David regularly speaks at conferences and training programs and is available to speak on a variety of topics, including
- Mindfulness: What is it, how does it work and how will it change the future?
- Recovery from alcoholism: Maintaining sobriety and finding meaning
- Understanding addiction: From neurobiology to sobriety
- Interpreting the clinical literature: Workshop for medical professionals and members of the pharmaceutical industry. The purpose of the workshop is to enable delegates to identify bias, understand basic biostatistics and interpret the results of clinical studies and marketing material from a practical and clinically relevant point of view. Workshop duration is from 1 hour (e.g., for conferences) to 1 full day (full workshop with practical exercises), depending on requirements. To download a descriptive brochure (pdf), click here: Understanding clinical literature
- Training & educational presentations for various audiences including pharmaceutical employees, doctors and pharmacists (including CME); and public.
- Influential communication
- How to be the best pharmaceutical sales rep in the world
The Poetry of Addiction
An exploration into our common humanity
How could addiction possibly be a gift?

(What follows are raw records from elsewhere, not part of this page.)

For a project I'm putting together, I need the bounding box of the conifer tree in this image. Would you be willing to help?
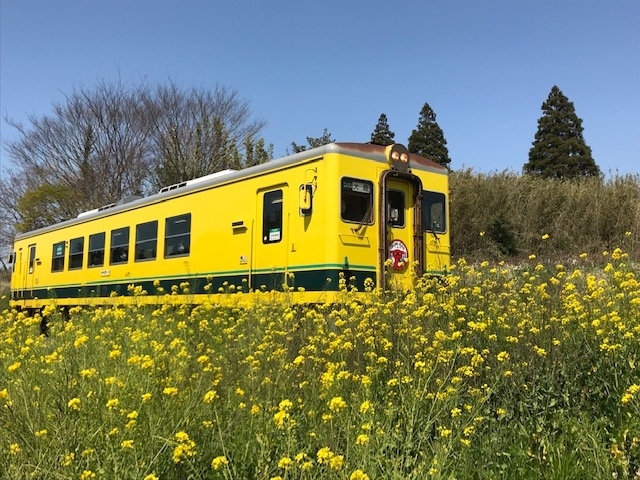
[371,113,396,146]
[407,103,451,167]
[523,85,600,179]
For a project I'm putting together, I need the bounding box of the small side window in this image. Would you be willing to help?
[69,237,84,270]
[300,183,313,217]
[109,227,129,265]
[51,242,64,272]
[135,220,158,262]
[87,232,105,267]
[164,213,191,257]
[262,190,282,243]
[422,191,447,233]
[340,177,373,225]
[387,190,405,228]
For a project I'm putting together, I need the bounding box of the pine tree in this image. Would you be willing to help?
[371,113,396,146]
[407,103,451,167]
[523,85,600,179]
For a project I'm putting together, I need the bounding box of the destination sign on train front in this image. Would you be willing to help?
[342,180,371,193]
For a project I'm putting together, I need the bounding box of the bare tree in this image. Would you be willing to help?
[147,82,265,187]
[0,77,265,241]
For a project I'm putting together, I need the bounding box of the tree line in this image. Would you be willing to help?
[0,81,600,251]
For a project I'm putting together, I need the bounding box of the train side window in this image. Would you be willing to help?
[109,227,129,265]
[87,232,105,267]
[135,220,158,262]
[69,237,84,270]
[422,191,447,233]
[387,190,405,228]
[51,242,64,272]
[164,213,191,257]
[262,190,282,243]
[340,177,373,225]
[300,183,313,217]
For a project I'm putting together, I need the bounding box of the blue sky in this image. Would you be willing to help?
[0,0,640,174]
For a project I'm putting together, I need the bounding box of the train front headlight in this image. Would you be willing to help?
[386,143,410,172]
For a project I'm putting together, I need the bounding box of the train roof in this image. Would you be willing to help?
[15,142,449,240]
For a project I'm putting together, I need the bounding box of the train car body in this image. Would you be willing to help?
[11,143,450,309]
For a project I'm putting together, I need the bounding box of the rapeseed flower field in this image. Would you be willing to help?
[0,250,640,480]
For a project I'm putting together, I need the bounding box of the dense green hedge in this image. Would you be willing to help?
[451,169,640,260]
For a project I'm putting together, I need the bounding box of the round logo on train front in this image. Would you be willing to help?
[389,240,409,270]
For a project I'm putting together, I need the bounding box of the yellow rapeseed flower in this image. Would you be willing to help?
[349,468,370,480]
[211,455,229,470]
[329,397,347,412]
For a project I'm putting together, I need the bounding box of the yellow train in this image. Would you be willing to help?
[11,143,450,309]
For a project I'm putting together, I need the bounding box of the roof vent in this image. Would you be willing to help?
[160,168,237,193]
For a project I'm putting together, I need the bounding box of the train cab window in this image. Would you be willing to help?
[262,190,282,243]
[51,242,64,272]
[422,190,447,233]
[340,177,373,225]
[164,213,191,257]
[87,232,105,267]
[109,227,129,265]
[387,190,405,228]
[135,220,158,262]
[69,237,84,270]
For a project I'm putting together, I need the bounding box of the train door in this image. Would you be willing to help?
[18,245,38,298]
[251,184,289,291]
[380,175,423,289]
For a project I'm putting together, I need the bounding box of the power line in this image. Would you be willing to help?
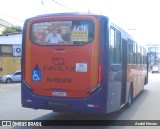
[41,0,77,12]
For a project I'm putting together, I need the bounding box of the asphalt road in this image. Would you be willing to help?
[0,74,160,129]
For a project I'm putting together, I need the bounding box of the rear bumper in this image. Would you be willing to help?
[21,82,106,113]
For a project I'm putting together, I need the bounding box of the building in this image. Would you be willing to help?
[0,33,22,76]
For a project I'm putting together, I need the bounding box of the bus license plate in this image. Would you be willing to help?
[52,90,67,96]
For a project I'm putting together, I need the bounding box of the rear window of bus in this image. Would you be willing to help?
[31,20,94,45]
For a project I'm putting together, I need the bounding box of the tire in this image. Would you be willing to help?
[6,78,12,83]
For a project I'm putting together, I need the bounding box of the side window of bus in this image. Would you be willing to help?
[110,27,121,64]
[143,48,147,64]
[128,40,137,64]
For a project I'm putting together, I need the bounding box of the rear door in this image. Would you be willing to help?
[25,16,99,97]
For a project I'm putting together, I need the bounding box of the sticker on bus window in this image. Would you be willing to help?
[76,63,87,72]
[71,25,88,42]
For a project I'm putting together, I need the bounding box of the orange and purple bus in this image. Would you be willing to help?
[21,13,148,113]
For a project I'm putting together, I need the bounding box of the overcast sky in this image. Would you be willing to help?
[0,0,160,44]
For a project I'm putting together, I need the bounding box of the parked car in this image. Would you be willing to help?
[152,65,160,73]
[0,71,21,83]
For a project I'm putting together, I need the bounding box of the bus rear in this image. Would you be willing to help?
[22,14,104,112]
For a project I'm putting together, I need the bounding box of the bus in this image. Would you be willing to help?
[21,13,148,114]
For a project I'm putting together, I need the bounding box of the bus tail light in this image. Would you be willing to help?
[98,64,102,83]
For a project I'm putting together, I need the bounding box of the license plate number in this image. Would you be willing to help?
[52,90,67,96]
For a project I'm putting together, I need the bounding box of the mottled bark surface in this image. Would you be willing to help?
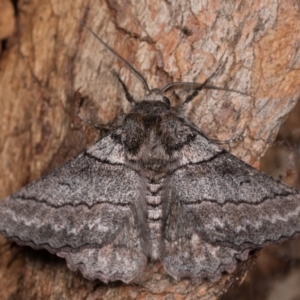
[0,0,300,299]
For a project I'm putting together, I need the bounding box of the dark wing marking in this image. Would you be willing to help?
[162,152,300,278]
[0,135,146,282]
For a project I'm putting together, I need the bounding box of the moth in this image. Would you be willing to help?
[0,24,300,283]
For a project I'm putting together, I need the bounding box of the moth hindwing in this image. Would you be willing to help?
[0,24,300,282]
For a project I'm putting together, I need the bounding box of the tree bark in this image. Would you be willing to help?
[0,0,300,299]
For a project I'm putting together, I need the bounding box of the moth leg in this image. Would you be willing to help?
[112,70,136,105]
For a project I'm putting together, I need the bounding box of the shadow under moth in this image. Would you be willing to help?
[0,24,300,283]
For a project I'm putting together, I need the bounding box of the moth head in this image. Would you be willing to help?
[144,89,171,106]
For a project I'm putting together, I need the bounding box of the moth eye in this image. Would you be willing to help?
[163,97,171,106]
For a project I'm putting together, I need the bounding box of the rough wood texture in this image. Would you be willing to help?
[0,0,300,299]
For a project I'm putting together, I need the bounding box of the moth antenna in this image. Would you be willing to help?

And how could understanding it be something from which everyone could benefit?
To many of us, those questions might sound bizarre!
In active addiction, using drugs or alcohol is not a choice. The symptoms of addiction that we don’t talk about – hopelessness, depression, anxiety, fear, feelings of aloneness and isolation, and very importantly, anhedonia – an inability to find enjoyment in anticipation of life – trap us in a vicious cycle of using drugs and drinking. Life becomes devastatingly destructive, not only for the addict, but also for those around them.
And yet, are these feelings really so different from what everyone experiences from time to time? Perhaps addiction is actually just life amplified to the point of breaking.
So, if an addict is to remain sober, recovery from active addiction means more than just not using drugs or drinking. It means learning to live differently. Pursuing a new life in which we can find contentment and flourish.
Paradoxically, that does not demand that we change. It merely requires us to let go, so that we can grow into who we can be. To experience life from moment to moment and to find meaning in being present to each other. In sharing our common humanity. And anyone can learn to do that. That is why it works – and profoundly changes the course of our lives for the better.
This is the gift of addiction – being reduced to the point of despair where we are forced to face ourselves. Our own awareness and thinking. Our humanness. To take a different path.
Most other people never get that opportunity.
Through experience in recovery from addiction and work in clinical medicine and multinational corporate; and the privilege of guiding recovering addicts to a life with purpose and meaning, David shares with his audience a deep understanding of what it means to face being human. And how all of us can learn from addiction recovery. Intertwined with his honest and blunt, but deeply compassionate poetry, the deepest expression of experience, he explores why it is essential now, more than ever, that we re-establish our sense of common humanity and connection to others in a world where technology, social media, financial gain, discontent and growing inequality increasingly distance us from each other.
David’s poetry and experience of recovery are captured in his book, The Saint Of Travellers: A doctor’s journey through depression, addiction and into enlightenment.